The artifact contract is tested in tests/test_qpu_data_artifact.py. The tests cover:

  • real artifact round-trip and hashes
  • stale array-hash and artifact-hash tamper rejection
  • synthetic artifact rejection by the publication gate
  • missing timestamp/replay rejection
  • invalid diagonal, negative, or directed K_nm
  • sub-tolerance non-zero diagonal K_nm rejection
  • sub-tolerance negative K_nm rejection
  • large-scale directed K_nm rejection without relative-tolerance masking
  • empty zero-oscillator K_nm rejection
  • shape and metadata rejection
  • numeric payload rejection for string, boolean, and complex coercion
  • SC-NeuroCore datastream top-level mapping rejection
  • SC-NeuroCore datastream missing-seed replay identity rejection
  • SC-NeuroCore datastream non-integer seed rejection
  • SC-NeuroCore datastream n_layers consistency rejection
  • SC-NeuroCore datastream positive finite dt_s rejection
  • SC-NeuroCore datastream positive integer n_steps rejection
  • SC-NeuroCore datastream non-empty source_project rejection
  • SC-NeuroCore datastream canonical payload fingerprinting
  • SC-NeuroCore datastream canonical layer-label fingerprinting
  • SC-NeuroCore datastream canonical numeric-container fingerprinting
  • SC-NeuroCore datastream extra-key exclusion from canonical fingerprinting
  • SC-NeuroCore datastream publication-safe source-mode rejection
  • SC-NeuroCore datastream adapter identity-override validation
  • SC-NeuroCore datastream numeric payload coercion rejection
  • SC-NeuroCore datastream layer-label coercion rejection
  • ragged numeric payload rejection with artifact-contract errors
  • SC-NeuroCore datastream adaptation
  • schema-version rejection
  • defensive-copy/read-only array immutability
  • defensive-copy/read-only layer-assignment immutability
  • defensive-copy/read-only metadata and hash-map immutability
  • recursive metadata freezing with JSON-native serialisation
  • metadata rejection for non-string keys, non-finite floats, and opaque values
  • hash-map rejection for unknown keys and malformed digest strings
  • top-level artifact-hash syntax rejection before payload comparison
  • provenance identifier type, blank-value, and whitespace normalisation checks
  • required identity-field type and whitespace normalisation checks
  • loader rejection for non-string required identity fields
  • loader rejection for non-mapping top-level payloads
  • constructor and loader rejection for non-mapping metadata/hash containers
  • layer-assignment rejection for scalar strings, non-string entries, and blanks

Frontier interfaces that are not implemented yet are guarded in tests/test_frontier_interface_guards.py; those paths fail loudly instead of returning synthetic scientific values.

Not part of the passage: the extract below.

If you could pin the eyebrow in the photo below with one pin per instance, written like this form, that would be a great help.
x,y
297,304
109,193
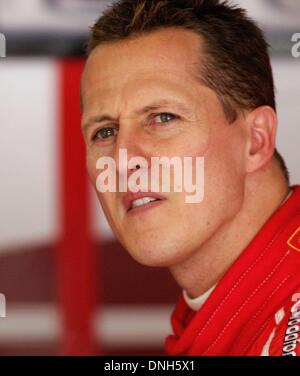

Performance and language path

QPUDataArtifact is a validation and serialisation boundary. It is not a numerical hot loop. Per docs/language_policy.md, it is exempt from a compiled-language path: the work is array validation, JSON serialisation, and SHA-256 hashing implemented by NumPy, Python's standard library, and compiled C/Rust internals.

No benchmark is claimed for this module. Its correctness criterion is schema validation and reproducible hashes, not throughput.